O cardeal Simoni preferiu não concelebrar

O cardeal Ernest Simoni decidiu não concelebrar na Missa do consistório. Noventa e sete anos sustentam seu corpo, noventa e sete anos atestam sua fé. Uma fé confessada até a prisão na Albânia comunista, purificada na prova de duas décadas torturado, vivida quando crer não era um costume, mas uma decisão que implicava risco e dor. Essa história pessoal, atravessada pela perseguição e pela fidelidade, modelou uma consciência sacerdotal profundamente enraizada no sacrifício de Cristo e no caráter sacrificial da Missa.
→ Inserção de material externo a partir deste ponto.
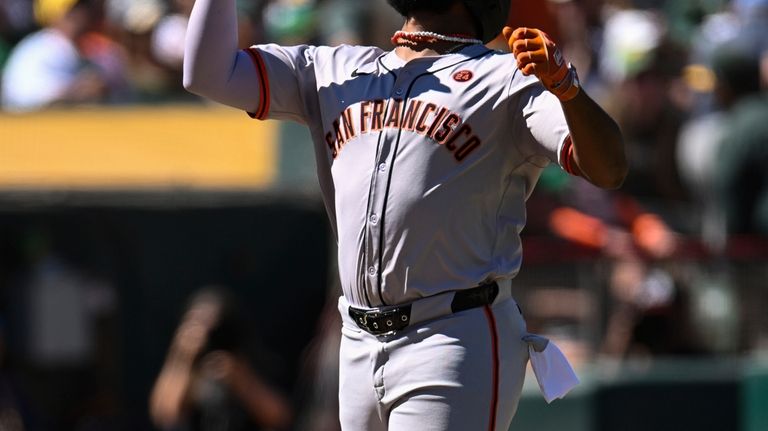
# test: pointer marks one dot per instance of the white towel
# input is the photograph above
(552, 369)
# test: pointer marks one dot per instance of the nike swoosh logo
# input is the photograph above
(356, 73)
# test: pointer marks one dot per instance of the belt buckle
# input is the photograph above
(385, 322)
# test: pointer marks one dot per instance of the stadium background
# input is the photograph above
(114, 210)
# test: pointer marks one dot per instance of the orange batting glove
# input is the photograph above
(537, 54)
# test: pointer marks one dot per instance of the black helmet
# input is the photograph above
(491, 15)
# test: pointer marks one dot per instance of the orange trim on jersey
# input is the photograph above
(495, 369)
(263, 109)
(566, 158)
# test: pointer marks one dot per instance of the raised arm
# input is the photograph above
(213, 66)
(595, 150)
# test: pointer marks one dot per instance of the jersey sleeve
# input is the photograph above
(540, 130)
(287, 82)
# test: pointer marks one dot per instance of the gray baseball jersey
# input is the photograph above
(424, 166)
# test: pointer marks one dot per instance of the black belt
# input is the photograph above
(396, 318)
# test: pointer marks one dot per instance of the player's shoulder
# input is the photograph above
(356, 54)
(502, 67)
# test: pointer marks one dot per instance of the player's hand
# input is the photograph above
(537, 54)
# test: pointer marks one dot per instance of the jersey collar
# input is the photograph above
(392, 61)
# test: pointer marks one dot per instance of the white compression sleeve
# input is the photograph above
(213, 66)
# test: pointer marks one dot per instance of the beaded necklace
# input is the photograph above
(416, 37)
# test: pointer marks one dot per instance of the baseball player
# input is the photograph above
(425, 157)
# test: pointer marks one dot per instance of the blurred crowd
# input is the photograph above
(55, 52)
(687, 81)
(679, 76)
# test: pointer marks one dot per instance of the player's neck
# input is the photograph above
(455, 21)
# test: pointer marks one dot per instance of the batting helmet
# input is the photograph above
(491, 15)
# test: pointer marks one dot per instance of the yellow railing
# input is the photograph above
(137, 147)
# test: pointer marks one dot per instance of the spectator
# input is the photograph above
(207, 381)
(49, 66)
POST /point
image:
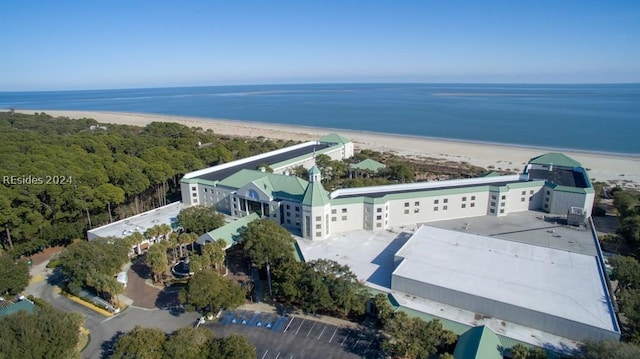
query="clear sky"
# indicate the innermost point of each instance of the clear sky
(66, 44)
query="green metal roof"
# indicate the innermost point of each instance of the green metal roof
(274, 185)
(334, 138)
(367, 164)
(314, 170)
(478, 343)
(228, 232)
(556, 159)
(13, 308)
(315, 195)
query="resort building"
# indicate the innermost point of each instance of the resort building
(514, 254)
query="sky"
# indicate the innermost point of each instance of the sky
(79, 44)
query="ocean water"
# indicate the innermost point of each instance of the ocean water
(599, 118)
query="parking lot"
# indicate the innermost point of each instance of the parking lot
(290, 337)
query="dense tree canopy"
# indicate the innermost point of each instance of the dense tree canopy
(265, 239)
(185, 343)
(200, 219)
(208, 291)
(66, 176)
(44, 334)
(95, 264)
(14, 276)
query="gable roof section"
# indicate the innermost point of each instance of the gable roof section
(368, 164)
(478, 343)
(274, 185)
(334, 138)
(228, 232)
(315, 195)
(556, 159)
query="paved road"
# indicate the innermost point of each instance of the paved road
(105, 329)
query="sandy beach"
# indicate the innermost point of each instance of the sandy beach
(615, 169)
Simoni não deve nada a ninguém nem busca ser interpretado. Conheceu e celebrou a Missa antes de 1969, quando o altar não era um espaço compartilhado por comodidade, mas um lugar sagrado ao qual se ascendia com temor e tremor. No coração deste sacerdote quase centenário habita uma convicção serena: que cada Missa é plena em si mesma, que seu valor não se incrementa pelo número de concelebrantes, porque em cada uma se faz presente o mesmo sacrifício redentor. Dessa certeza compreende-se seu gesto.

Durante toda a oração eucarística (a segunda e em italiano), ele permaneceu ajoelhado. Não foi um gesto de diferenciação, mas de coerência interior. Há sacerdotes para os quais a concelebração é uma possibilidade legítima e pontual, mas não uma forma habitual de viver o Mistério. Em Simoni percebe-se claramente que a acumulação de concelebrantes não adiciona profundidade àquilo que já é infinito, e que o recolhimento pessoal de um cardeal pode expressar com maior nitidez a centralidade do sacrifício de Cristo.

Provavelmente, nesse mesmo dia, em um momento mais discreto, ofereceu a Santa Missa segundo o rito antigo que acompanhou sua vida sacerdotal e suas duas décadas de encarceramento. Não como gesto identitário, nem como reação, mas como continuidade natural de uma fé vivida sem rupturas. Na maneira de se posicionar ante o altar, Simoni tem uma preferência clara pela sobriedade, pelo silêncio, por uma liturgia que fala de centralidade e que evita a dispersão.

Simoni nos recorda que a Igreja não se sustenta pela abundância de gestos visíveis, mas pela fidelidade silenciosa daqueles que viveram a fé até o fundo. Nos recorda, a nós que duvidamos, a nós que olhamos com inquietude o presente, que esta Igreja é feita de mártires e confessores, de homens que não precisam se explicar para ensinar. Em sua fraqueza física, Simoni nos sustenta; em seu ajoelhar-se, nos orienta; em sua discrição, nos devolve a proporção justa das coisas.

Em tempos de confusão e cansaço, Simoni nos recorda algo essencial: que cada Missa basta, que o sacrifício de Cristo é eterno, e que nem tudo o diluído e multitudinário é necessariamente o melhor.

Obrigado, cardeal. Talvez esta imagem sozinha valide todo um consistório vazio.